Even with the economic benefits, Schultz acknowledged the marijuana industry remains a “tough topic” among members of the Sault Tribe, some of whom would have rather had the tribe start its own company or support a tribal member in getting into the business — or avoid the industry altogether.
“It’s something that I’d love to get all excited about and say it’s all great, but I know depending on who’s walking up to me, some want to punch me in the face, some want to say ‘way to go,’” he said. “It’s a politically charged topic.”
As well, nothing is preventing any of the 12 federally recognized tribes in Michigan from launching their own licensing schemes for marijuana businesses, which would allow them to capture additional revenues from taxes on the products sold on reservation land.
Legal sources contacted for this report noted the tribes are leaving significant revenue on the table by having the Lume stores go through the Marijuana Regulatory Agency, with the excise and sales taxes going to the state’s coffers instead. To that end, adult-use marijuana sales reached more than $191 million through the first half of 2020, according to the latest data from the Marijuana Regulatory Agency.
Schultz said in the future, the tribe may explore other options in the industry beyond leasing land to Lume for dispensaries.
“There’s nothing that says this is the only thing we do,” he said. “It’s just that the more that you look at the industry, the more you see it’s a big money, big player industry. … For us to introduce ourselves to the industry, it was ‘let’s do it with the professionals, the best of the best,’ and then let the future bring what it will bring.”
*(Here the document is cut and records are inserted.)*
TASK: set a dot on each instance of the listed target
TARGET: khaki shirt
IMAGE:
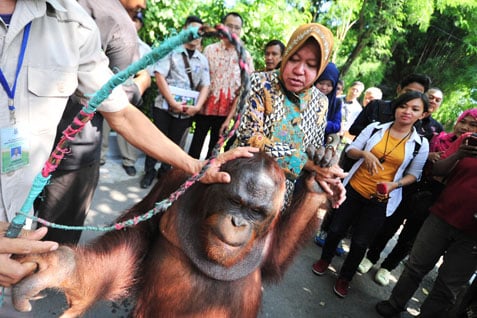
(63, 57)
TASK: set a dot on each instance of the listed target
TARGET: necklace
(383, 157)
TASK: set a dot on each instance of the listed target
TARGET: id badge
(15, 148)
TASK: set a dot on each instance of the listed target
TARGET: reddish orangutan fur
(127, 260)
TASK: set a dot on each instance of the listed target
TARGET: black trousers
(414, 209)
(172, 127)
(66, 200)
(202, 126)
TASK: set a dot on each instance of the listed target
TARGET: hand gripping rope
(42, 179)
(88, 111)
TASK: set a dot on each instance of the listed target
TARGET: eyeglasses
(233, 27)
(437, 99)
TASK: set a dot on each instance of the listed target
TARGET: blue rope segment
(42, 179)
(156, 54)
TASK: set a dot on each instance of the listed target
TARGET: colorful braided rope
(88, 111)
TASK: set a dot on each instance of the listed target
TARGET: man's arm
(139, 131)
(12, 271)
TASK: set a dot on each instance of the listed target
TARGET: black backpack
(346, 163)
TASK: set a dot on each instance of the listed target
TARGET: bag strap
(188, 70)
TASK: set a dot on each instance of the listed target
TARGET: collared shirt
(52, 71)
(411, 164)
(173, 69)
(225, 78)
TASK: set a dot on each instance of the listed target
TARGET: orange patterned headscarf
(323, 37)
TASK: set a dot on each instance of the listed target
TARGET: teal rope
(43, 178)
(156, 54)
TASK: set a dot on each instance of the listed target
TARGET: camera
(472, 140)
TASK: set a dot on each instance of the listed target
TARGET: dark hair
(235, 14)
(193, 18)
(276, 42)
(422, 79)
(404, 98)
(139, 17)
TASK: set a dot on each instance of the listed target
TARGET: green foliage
(377, 42)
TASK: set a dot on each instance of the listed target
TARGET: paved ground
(301, 294)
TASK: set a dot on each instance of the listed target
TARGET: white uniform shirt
(63, 57)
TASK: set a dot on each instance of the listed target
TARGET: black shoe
(130, 170)
(147, 179)
(385, 309)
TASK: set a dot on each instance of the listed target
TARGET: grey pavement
(300, 294)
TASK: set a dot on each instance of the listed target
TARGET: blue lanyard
(3, 80)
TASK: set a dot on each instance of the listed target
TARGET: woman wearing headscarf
(286, 115)
(327, 84)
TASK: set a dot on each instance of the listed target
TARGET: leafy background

The stores on tribal lands form part of an aggressive growth strategy for Lume, which currently has 10 stores in Michigan, including West Michigan locations in Kalamazoo, Big Rapids and Evart, where the company also operates a 50,000-square-foot grow facility.
Hellyar said the company is working on “several locations” in Grand Rapids, which he called “a very important market,” but the first it plans to build in Kent County will begin construction this month in Lowell.
Lume also is in the process of tripling its cultivation capacity in Evart by the end of the year, with plans to expand the facility to 450,000 square feet by the end of 2024. That added capacity will come online as Lume targets having 100 stores in operation across the state in the same time frame.
The company typically invests between $750,000 to $1.25 million into a retail location, each of which is privately financed, and creates about 15 to 20 jobs per store, Hellyar said.
“What’s going to be really important is making sure that we have good distribution throughout all of the stores in the U.P.,” he said, noting targets for as many as 10 locations in the Upper Peninsula. “Since we opened, our store in Negaunee is one of our top-performing stores. It’s doing extremely well. We’re really excited about it.”